Health Savings Accounts: Steps To Lifetime Health Insurance
From 1981 to the Present.
Consolidated Health Reform Volume
To unjumble topics
Front Stuff: Health Savings Accounts: Steps To Lifetime Health Insurance
...Also by the same author:
The Hospital That Ate Chicago, Saunders Press, 1980
Health Savings Accounts: Planning for Prosperity, Ross & Perry, Inc. 2015
Surmounting Health Costs to Retire: Health (and Retirement) Savings Account. 2016
Pearls on a String: Further Extending Health (and Retirement) Savings Accounts, 2016
Health Savings Accounts: Steps To Lifetime Health Insurance (This Volume),2016
Ross & Perry Book Publishers
3 South Haddon Avenue
Haddonfield, New Jersey 08033
Health Savings Accounts: Steps To Lifetime Health Insurance, 2016 Copyright:
ISBN #: (978-1-931839-69-3)
For advice and support about the thrust of this much-revised book, I owe new debts to the many people who read the first versions and commented.

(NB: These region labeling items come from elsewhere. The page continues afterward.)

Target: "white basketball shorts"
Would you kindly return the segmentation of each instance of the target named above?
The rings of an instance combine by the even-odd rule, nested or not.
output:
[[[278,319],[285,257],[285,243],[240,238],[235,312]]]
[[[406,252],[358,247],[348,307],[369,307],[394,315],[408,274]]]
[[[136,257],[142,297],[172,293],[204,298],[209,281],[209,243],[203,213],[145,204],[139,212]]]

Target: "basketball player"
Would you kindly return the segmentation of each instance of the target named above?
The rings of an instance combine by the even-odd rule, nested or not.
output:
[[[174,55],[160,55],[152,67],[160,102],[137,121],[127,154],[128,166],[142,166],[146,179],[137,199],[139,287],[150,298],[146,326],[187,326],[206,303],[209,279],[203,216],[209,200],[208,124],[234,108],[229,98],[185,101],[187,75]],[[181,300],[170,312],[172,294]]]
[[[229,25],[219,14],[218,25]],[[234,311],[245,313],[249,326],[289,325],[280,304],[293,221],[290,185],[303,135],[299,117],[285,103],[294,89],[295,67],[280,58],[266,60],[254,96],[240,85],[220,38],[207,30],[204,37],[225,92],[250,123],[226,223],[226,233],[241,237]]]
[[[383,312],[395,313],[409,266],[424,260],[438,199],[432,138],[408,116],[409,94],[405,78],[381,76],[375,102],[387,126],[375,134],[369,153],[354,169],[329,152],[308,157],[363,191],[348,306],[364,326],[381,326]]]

The first book was written as ideas developed in my mind, and rather in a hurry. The second revision was written so later thoughts might be introduced earlier in the argument. This one was written and rewritten to rise above the twin possibilities that either, the Affordable Care Act would be completely repealed, or it would essentially survive forever. I still don't know its future, whether it is too big to fail, or too big to survive. Either way, I think it failed to reform some things which should be reformed. The best way to defend that position is to propose an alternative which is much simpler, but more radical.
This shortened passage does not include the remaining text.